A particle moves in the plane along an ellipse curve so that at time t ≥ 0 it is at the point $ r(t) = (3cos(2πt), 2sin(2πt)). $
(a) At what points on the curve is the speed greatest?
(b) Find the greatest speed.
I've derived r, to get an expression for the derivative at t, that is, the speed at t: $ r'(t) = (-6 \pi sin(2πt), 4 \pi cos(2πt)) $.
Regarding a, now I'm not sure how to use r'(t) to find the maximum. We don't have tools like gradients at this point. Are we instead supposed to logically think about the shape of the ellips and what that means for its speed?
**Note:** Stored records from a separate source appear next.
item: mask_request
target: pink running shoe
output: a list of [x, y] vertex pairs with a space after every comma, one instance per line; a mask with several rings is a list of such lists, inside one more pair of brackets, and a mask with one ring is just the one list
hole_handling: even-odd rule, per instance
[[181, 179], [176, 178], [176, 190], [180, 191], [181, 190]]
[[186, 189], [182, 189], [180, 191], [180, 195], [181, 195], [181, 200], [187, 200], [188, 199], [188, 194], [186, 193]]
(The answer for a is $(0,\pm 2)$.)
Regarding b, is I was able to establish $(0,\pm2)$ in a, I assume I'd now like to know what t in r'(t) gives $(0,\pm2)$ so that I may plug that t into r'(t) and find the speed? How do I go about finding what t in r'(t) gives $(0,\pm2)$?
You almost got it. What you currently have, $\vec{r'}$ is the velocity vector at any point in time (with both the x and y components). You need to use the Pythagorean Theorem to find the speed at any point in time by doing the following:
$$s(t) = \sqrt{(-6 \pi \sin(2 \pi t))^2) + (4 \pi \cos(2 \pi t))^2}$$
which simplifies to:
$$s(t) = 2 \pi \sqrt{9 \sin^2(2 \pi t) + 4 \cos^2(2 \pi t)}$$
Now, we can find the derivative of $s(t)$ in order to find its maximum: $$s'(t)= \frac{20{\pi}^2\cos\left(2{\pi}t\right)\sin\left(2{\pi}t\right)}{\sqrt{9\sin^2\left(2{\pi}t\right)+4\cos^2\left(2{\pi}t\right)}}$$
Now, we can use some reasoning to determine where $s'(t)=0$ (acceleration is zero when speed is at max/min). Since we know a fraction is only equal to zero when the numerator is 0, and by dividing everything by $20 \pi^2$, we can obtain the following: $$\cos(2 \pi t) \cdot \sin(2 \pi t) = 0$$ which gives the solutions: $$t = \frac{n}{2}-\frac{1}{4},\, t=\frac{n}{2} \text{ where } n \in \mathbb{Z}$$ From here, a plugging in $t$ into $s(t)$ will quickly determine its value, and whether it is a min/max.